Ben de Erez'e, "Erez, bana bir iyilik yap..."
"Listen, Erez, give me the MAG, or I'll take it by force!"
"Dinle Erez, ya MAG'i bana verirsin ya da zorla alırım!" dedim.
Erez, I'm out of toilet paper!
- Erez, tuvalet kâğıdı bitmiş.
Erez, don't sit there.
- Erez, oturma orada.
Erez, this is no time for jokes.
- Erez, şaka zamanı değil.
Erez, make Dad some coffee.
Erez, babana kahve yap.
We're going to graduate soon, Erez.
- Yakında mezun olacağız Erez.
Erez, Erez, stop!
Erez. Erez, dur.
- Erez!
- Erez!
Erez, a family is like a hand.
Erez, bir aile el gibidir.
Erez, Mom's right.
Erez. Annem haklı.
Erez, I'll iron it for you.
- Erez, ben ütülerim.
Erez, You're very independent.
Erez, sen bağımsızsın.
She's off limits, Erez.
Sözlere sığmıyor Erez.
Erez, I need your notebook.
Erez, defterin lazım.
Come on, Erez.
Hadi Erez.
I get you, Erez.
- Seni çözdüm Erez.
Erez, wait a second.
- Erez, bir saniye bekle.
You're not going to say anything to him? Erez!
Babana bir şey demeyecek misin?
Erez!
Erez! Erez!
Stop it, Erez.
Dur! Yapma Erez.
Erez, get the bag from my room.
Erez, odadan çantamı al.
Erez, come on!
Gidelim. Erez, hadi!
What's going on, Erez?
- Ne oluyor Erez?
What difference does it make, Erez?
Ne fark eder Erez?
Will you stay with me tonight, Erez?
Bu akşam benimle kalır mısın Erez?
Hey, Opher, Erez!
- Merhaba Opher, Erez.
Erez, come here one second.
Erez, bir saniye buraya gel.
Erez! Erez!
Erez!
Poor Erez is falling apart, because his father is sick, and...
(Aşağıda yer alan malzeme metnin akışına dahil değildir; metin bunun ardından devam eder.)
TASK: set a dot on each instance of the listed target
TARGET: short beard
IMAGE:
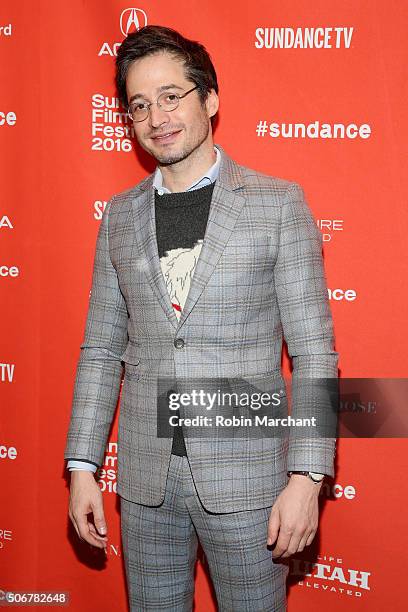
(174, 158)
Zavallı Erez hâlsiz kaldı çünkü babası hasta ve- -
What about you, Erez?
- Ya sen Erez?
Congratulations, Erez.
- Tebrikler Erez.
- I can work out.
- Sen hastalıklı doğdun Erez.
You were born an old man, Erez. You have osteoporosis.
Sende osteoporoz var.
It's not your fault, Erez!
- Senin suçun yok Erez.
Erez, flat tires don't cause accidents, believe me.
Erez, lastiğin patlak olması kazaya neden olmaz. İnan bana.
Besides, Erez is going.
Hem zaten Erez gidiyor.
- Erez.
- Erez.
That's very dangerous, Erez.
Çok tehlikeli Erez.
Be strong, Erez, do you hear me?
Güçlü ol. Erez, beni duyuyor musun?
Erez, will you let me shoot people in the street?
Erez, sokağın ortasında insanları mı vurduracaksın bana?
Opher, I want to speak with Erez.
- Opher, Erez'le konuşmak istiyorum.
Stop judging people, Erez.
İnsanları yargılamayı bırak Erez
Erez, what are you doing right now?
- Erez, şimdi ne yapacaksın?
Erez, look after yourself, okay?
Erez, kendine dikkat et.
Erez, I packed your bag.
Erez, çantanı hazırladım.
Erez, go away.
- Erez, çekil.

© 2017 - 2024 Translate.vc | [email protected]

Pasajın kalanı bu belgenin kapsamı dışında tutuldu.